After many weeks of frustration, digging, poking around I have finally found a configuration that works in the following scenario:
Docker (Swarm Mode)
Deployed as a service with docker stack deploy
There are some known issues with Load Balancers with Drone server<->agent communications
and this apparently also includes Docker’s Overlay networking; but I suspect this has more to do with VIPs.
I was going to dig into the topic sooner or later, thanks for the inspiration . I’m curious about the issue you faced, is it unstable/not working without the hardcoded node1 ip as node server ? Or the server:9000 being published ? Why did you had to specify the endpoint_mode ?
It was unstable. You’d have to restart the server+agent(s) to get things
going again.
The endpoint_mode can be one of the following:
endpoint_mode: vip - Docker assigns the service a virtual IP (VIP), which
acts as the “front end” for clients to reach the service on a network.
Docker routes requests between the client and available worker nodes for
the service, without client knowledge of how many nodes are participating
in the service or their IP addresses or ports. (This is the default.)

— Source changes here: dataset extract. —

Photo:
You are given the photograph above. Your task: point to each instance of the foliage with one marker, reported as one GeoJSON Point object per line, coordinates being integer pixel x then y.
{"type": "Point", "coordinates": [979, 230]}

endpoint_mode: dnsrr - DNS round-robin (DNSRR) service discovery does not
use a single virtual IP. Docker sets up DNS entries for the service such
that a DNS query for the service name returns a list of IP addresses, and
the client connects directly to one of these. DNS round-robin is useful in
cases where you want to use your own load balancer, or for Hybrid Windows
and Linux applications.
And changing the way the port is published avoids using thte overlay
network at all.
The gRPC internally used in Drone doesn’t seem to like going through
overlay networks much (unclear why)
and I’m not sure how the VIP comes in to play (probably not needed?)
Oh and I think I remember why publishing the port to the host is required;
otherwise the host won’t have a bound listening interface so it won’t work
without.
You do not have to expose the port 9000 if your only build on agents in the swarm.

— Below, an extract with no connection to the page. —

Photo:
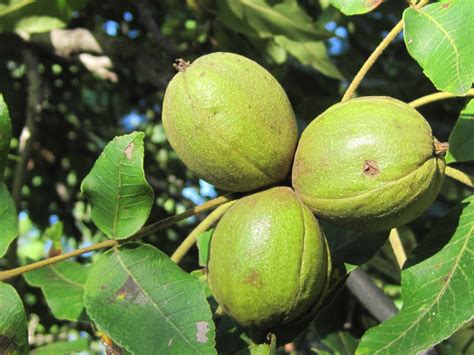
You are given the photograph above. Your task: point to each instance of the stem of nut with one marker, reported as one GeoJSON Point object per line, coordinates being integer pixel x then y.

on the agent use the service name as a dns, and you’ll be good.
And please do not use the bridge network on swarm if you need port communications between nodes.
Overlay is the way to go.
I’m using drone in swarm and it works flowesly.
I can share my stack if needed.
@zaggash Please share your config. You’ve completely missed the point here.
Please look in the forum for other references and you’ll find comments from @bradrydzewski clearly stating several issues with Server<->Drone comms
over load balancers or reverse proxies which includes the Overlay
networking in Docker.
Here is my stack, I’m using the overlay without publishing anything other than my Traefik ports.
All the magic done with drone goes through swarm and the overlay network.
I had an issue with “pending build”, solved by adding the endpoint_mode: to dnsrr on the server, that’s how it solves the VIP IP translation ( similar to a reverse proxy of the port 9000)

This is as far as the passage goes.